Mas voltaram. Odisseu, depois de vinte anos, volta para casa e aí tem que
conquistar outra vez sua mulher, agora com vários pretendentes. Passados
vinte anos, a mulher não mais o reconhece. Há que vencer os concorrentes,
eliminando-os, um a um. Nem vencendo a prova do olho do machado, a mulher
o reconhece, afinal é mais fácil um camelo passar pelo buraco
de uma agulha que um rico entrar no reino do céu. Penélope só o reconhece
como marido quando ele lhe fornece a senha correta, construída sobre um segredo
de alcova: o tálamo talhado sobre o tronco de uma oliveira de folhas alongadas
(XXIII: 190-91). A solução tem que ser discursiva. É pelo discurso que Leopold
Bloom reconquista sua mulher Marion Bloom. A metáfora é forte: é no inamovível
tálamo que se sabe quem é quem! Porque o que se diz na cama não se esquece.
E, agora, Leopold Bloom pede, como a muito não fazia, desde o Hotel City
Arms, seu café na cama, e com dois ovos, please. Daí em diante, Molly
não resistirá mais. Para quem conhece a linguagem dos selos (p.788),
não é difícil decifrar a implicação de sua posição nas bordas do envelope.
O título deste décimo oitavo capítulo chama-se Penélope, justamente em
homenagem ao capítulo XXIII de A Odisséia.
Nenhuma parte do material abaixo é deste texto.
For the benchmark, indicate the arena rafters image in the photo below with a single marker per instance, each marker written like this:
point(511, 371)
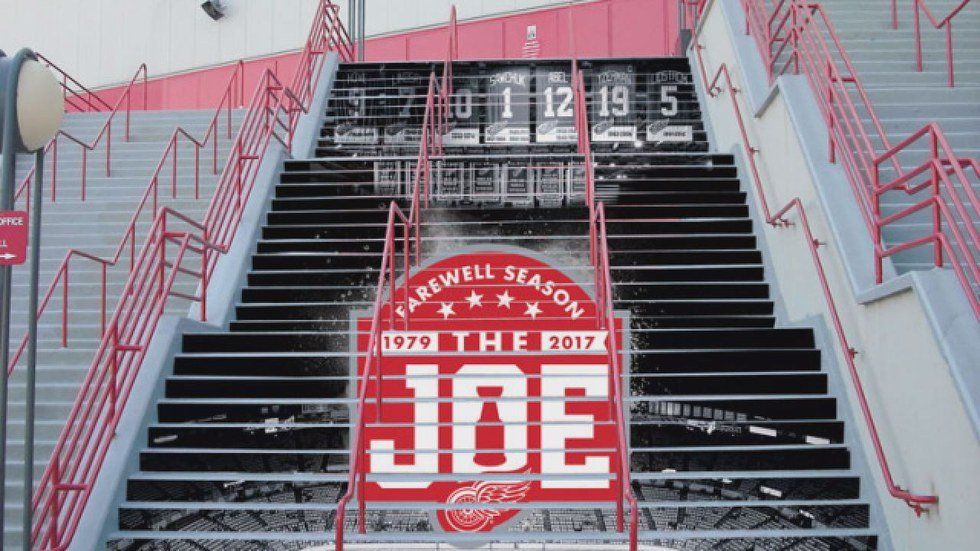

Penélope, a quase sempre
citada como exemplo da esposa fiel, servirá de modelo para a figura parodística
da mal dita infiel Molly Bloom.
Conheçamos de Molly o que se pode conhecer. Veremos que não é muito! Seu
monólogo não tem a mesma consistência do de Stephen Dedalus, um sujeito
que veio d’a lus – permitam que o diga luz assim, com ‘s’
– inversamente, para a sonora ded (death), para a morte. Ela
faz um balanço de sua vida, recorda, mas não se analisa. Enquanto Stephen
se compara com outros, buscando saber quem é, Molly, ao comparar-se com
outras, fica restrita a um primário e alienante nível de identificação.
Quem mais parece falar é seu corpo.
Antes de entrarmos no monólogo propriamente dito, lembremos que de sua
mãe, Lunita Laredo, ela não sabe nada (p. 791, l.5), ou morreu
muito cedo, ou então desertou. Casou-se com Leopold Bloom, um peripatético
vendedor de anúncios para jornal, com quem teve uma filha, Milly, e um filho
natimorto – Rudy; a partir dessa perda, seu marido tornou-se praticamente
impotente. Molly, por sua vez, trabalha como cantora em um bar, o Palace,
e é amante de seu agente teatral, Blazes Boylan. Como não é difícil de perceber,
Molly está sempre às voltas com a falta – para citar Churchill –, de fracasso
em fracasso, mas sempre com entusiasmo. Mas é verdade que a frase de
Antonio Maria e Fernando Lobo, em Ninguém me ama, poderia estar também na
boca de Molly, que então cantaria: - Vim pela noite tão longa, de fracasso
em fracasso.
Molly Bloom, a mulher infiel, é uma paródia da fida Penélope, diz-se. Pois
vejamos: em uma das muitas versões, a origem do deus Pã, uma das figuras
mais populares de todos os tempos, é atribuída aos amores de Penélope com
Hermes. Vejam só! E outra versão atribui sua origem aos amores de Penélope
com todos os seus pretendentes, daí o sentido de todo atribuído ao deus.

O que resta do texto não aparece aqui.